Ainda tomando conhecimento do assunto, aqui está minha previsão. O que ele fará com isso? Posso prever com alto nível de confiança que ele irá explorar isso ao máximo como uma oportunidade política excepcional, ao invés de ser o momento de reconsideração sobre algo que já tenha pensado. Se ele refletir internamente, não irá ver nada além do egoísta, de um ser infantilizado que sempre esteve lá. Como resultado, ele não recorrerá à sua Bíblia, mas aos seus gibis. Ele exigirá ser venerado como um super-herói, um homem de aço que desvia balas que lhe foram miradas na sua orelha.

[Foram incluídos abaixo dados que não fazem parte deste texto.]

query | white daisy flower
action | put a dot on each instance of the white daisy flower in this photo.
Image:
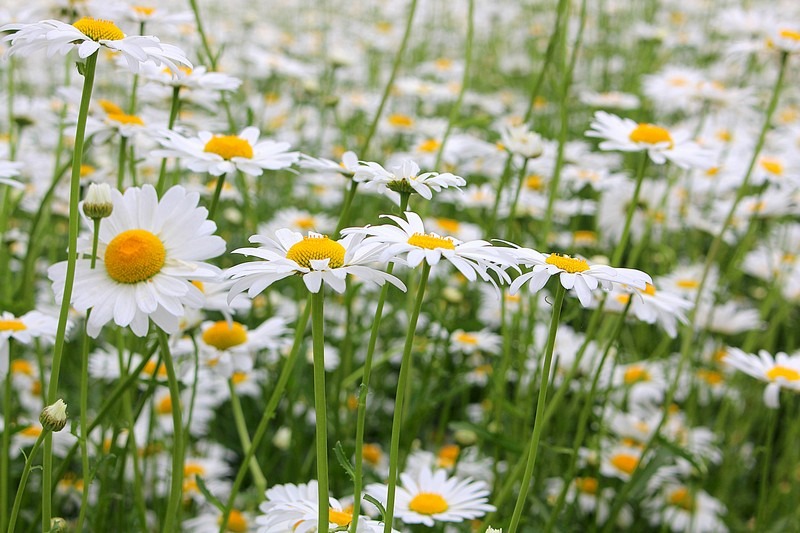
(221, 154)
(574, 273)
(660, 143)
(148, 252)
(779, 371)
(405, 178)
(294, 508)
(88, 35)
(315, 257)
(408, 242)
(432, 497)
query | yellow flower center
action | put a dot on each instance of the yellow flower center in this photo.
(134, 255)
(687, 283)
(400, 121)
(123, 118)
(144, 10)
(429, 146)
(650, 134)
(569, 264)
(625, 462)
(448, 455)
(428, 503)
(222, 336)
(229, 146)
(448, 224)
(20, 366)
(636, 374)
(12, 325)
(782, 372)
(99, 30)
(237, 523)
(681, 498)
(771, 165)
(372, 453)
(340, 518)
(790, 34)
(431, 241)
(587, 485)
(317, 248)
(467, 338)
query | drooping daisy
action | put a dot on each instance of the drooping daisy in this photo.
(779, 371)
(315, 257)
(660, 143)
(574, 273)
(405, 178)
(149, 250)
(408, 242)
(88, 35)
(221, 154)
(432, 497)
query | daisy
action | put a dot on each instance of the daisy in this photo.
(149, 250)
(405, 178)
(779, 371)
(432, 497)
(88, 35)
(315, 257)
(409, 242)
(574, 273)
(294, 508)
(624, 134)
(221, 154)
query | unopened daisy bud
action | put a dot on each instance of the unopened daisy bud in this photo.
(57, 525)
(54, 417)
(98, 203)
(283, 438)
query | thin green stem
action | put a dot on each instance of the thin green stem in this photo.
(538, 424)
(244, 438)
(23, 482)
(269, 412)
(176, 488)
(173, 115)
(402, 385)
(66, 298)
(320, 405)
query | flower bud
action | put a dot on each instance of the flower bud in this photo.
(98, 201)
(54, 417)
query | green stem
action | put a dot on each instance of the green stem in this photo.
(173, 115)
(320, 405)
(244, 438)
(619, 251)
(24, 480)
(269, 412)
(402, 385)
(66, 299)
(538, 424)
(176, 489)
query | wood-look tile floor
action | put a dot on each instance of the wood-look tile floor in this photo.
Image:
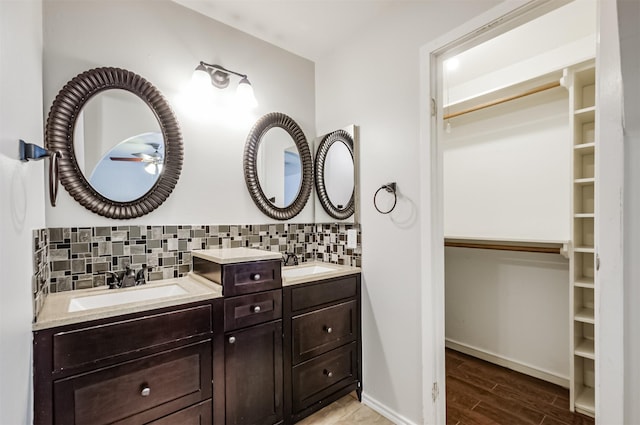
(482, 393)
(347, 410)
(478, 393)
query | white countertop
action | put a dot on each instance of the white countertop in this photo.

Lembre-se, este é um homem-criança que, como presidente dos Estados Unidos, queria sair em uma sacada do Hospital Walter Reed vestindo uma camiseta do Superman. Ele teve que ser convencido do contrário. Das dezenas de milhões de americanos infectados pela covid-19, conheço apenas um acima de sete anos de idade que quis se fazer de super-herói por causa disso.

Donald Trump fará muitas coisas terríveis com esta oportunidade, reforçando suas certezas de ódio e mentiras. Mas o pior disso tudo será o seguinte: bajulando sua base evangélica, Donald Trump afirmará que os demônios Democratas queriam que ele morresse, porém que Jesus o manteve vivo como sua única esperança e salvador.

Quebrando o primeiro mandamento, seus adoradores irão elogiá-lo por isso, e ao mesmo tempo em que ele se banha na sua glória, seus conselheiros irão entrar em ação para ajudá-lo a ajustar sua Bíblia, A Versão Revisada de Donald Trump, para que ele não a segure de maneira constrangedora. Assim previ.

*Paulo Martins é professor de Letras Clássicas e diretor da Faculdade de Filosofia, Letras e Ciências Humanas da USP. Autor, entre outros livros, de A representação e seus limites (Edusp).

Publicado originalmente no Jornal da USP.